There are multiple ways on Microsoft Windows to force a process to load and execute code in a DLL that the authors did not intend:

  • DLLs listed under the registry key HKEY_LOCAL_MACHINE\SOFTWARE\Microsoft\Windows NT\CurrentVersion\Windows\AppInit_DLLs will be loaded into every process that links to User32.dll when that DLL attaches itself to the process.[5][7][8][9] Beginning with Windows Vista, AppInit_DLLs are disabled by default.[10] Beginning with Windows 7, the AppInit_DLL infrastructure supports code signing.
  • Process manipulation functions such as CreateRemoteThread can be used to inject a DLL into a program after it has started.[5][6][11][12][13][14]
    1. Open a handle to the target process. This can be done by spawning the process[15][16] or by keying off something created by that process that is known to exist – for instance, a window with a predictable title,[17] or by obtaining a list of running processes[18] and scanning for the target executable's filename.[19]
    2. Allocate some memory in the target process,[20] and the name of the DLL to be injected is written to it.[11][21]
      This step can be skipped if a suitable DLL name is already available in the target process. For example, if a process links to ‘User32.dll’, ‘GDI32.dll’, ‘Kernel32.dll’ or any other library whose name ends in ‘32.dll’, it would be possible to load a library named ‘32.dll’. This technique has in the past been demonstrated to be effective against a method of guarding processes against DLL injection.[22]
    3. Create a new thread in the target process[23] with the thread's start address set to be the address of LoadLibrary and the argument set to the address of the string just uploaded into the target.[11][24]
      Instead of writing the name of a DLL-to-load to the target and starting the new thread at LoadLibrary, one can write the code-to-be-executed to the target and start the thread at that code.[6]
    4. The operating system will now call DllMain in the injected DLL.[11][25]
    Note that without precautions, this approach can be detected by the target process due to the DLL_THREAD_ATTACH notifications sent to every loaded module as a thread starts.[25]
  • Windows hooking calls such as SetWindowsHookEx.[2][5][6][26][27][28]
  • Use the debugging functions to pause all threads, and then hijack an existing thread in the application to execute injected code, that in turn could load a DLL.[4][29][30]
  • Exploit design limitations in Windows and applications that call the LoadLibrary() function without specifying a full-qualified path to the DLL being loaded.[31]
  • Operating system-level shims.
  • Substituting an application-specific DLL with a rogue replacement that implements the same function exports as the original.[32]

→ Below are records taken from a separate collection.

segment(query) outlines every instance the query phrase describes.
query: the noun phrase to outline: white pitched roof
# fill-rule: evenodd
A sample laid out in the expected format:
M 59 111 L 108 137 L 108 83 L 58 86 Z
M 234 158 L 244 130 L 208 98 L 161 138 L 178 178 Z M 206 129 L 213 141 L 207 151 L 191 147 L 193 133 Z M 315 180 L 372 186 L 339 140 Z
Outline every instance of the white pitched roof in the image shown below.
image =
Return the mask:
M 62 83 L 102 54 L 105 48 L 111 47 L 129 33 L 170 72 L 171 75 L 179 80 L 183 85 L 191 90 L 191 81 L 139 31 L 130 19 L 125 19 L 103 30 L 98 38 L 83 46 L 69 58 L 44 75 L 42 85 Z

Approaches on Unix-like systems [edit]

On Unix-like operating systems with the dynamic linker based on ld.so (on BSD) and ld-linux.so (on Linux), arbitrary libraries can be linked to a new process by giving the library's pathname in the LD PRELOAD environment variable, that can be set globally or individually for a single process.[33]

For example, in bash, this command launches the command "prog" with the shared library from file "test.so" linked into it at the launchtime:

LD_PRELOAD="./test.so" prog

Such a library can be created with GCC by compiling the source file containing the new globals to be linked, with the -fpic or -fPIC option,[34] and linking with the -shared option.[35] The library has access to external symbols declared in the program like any other library.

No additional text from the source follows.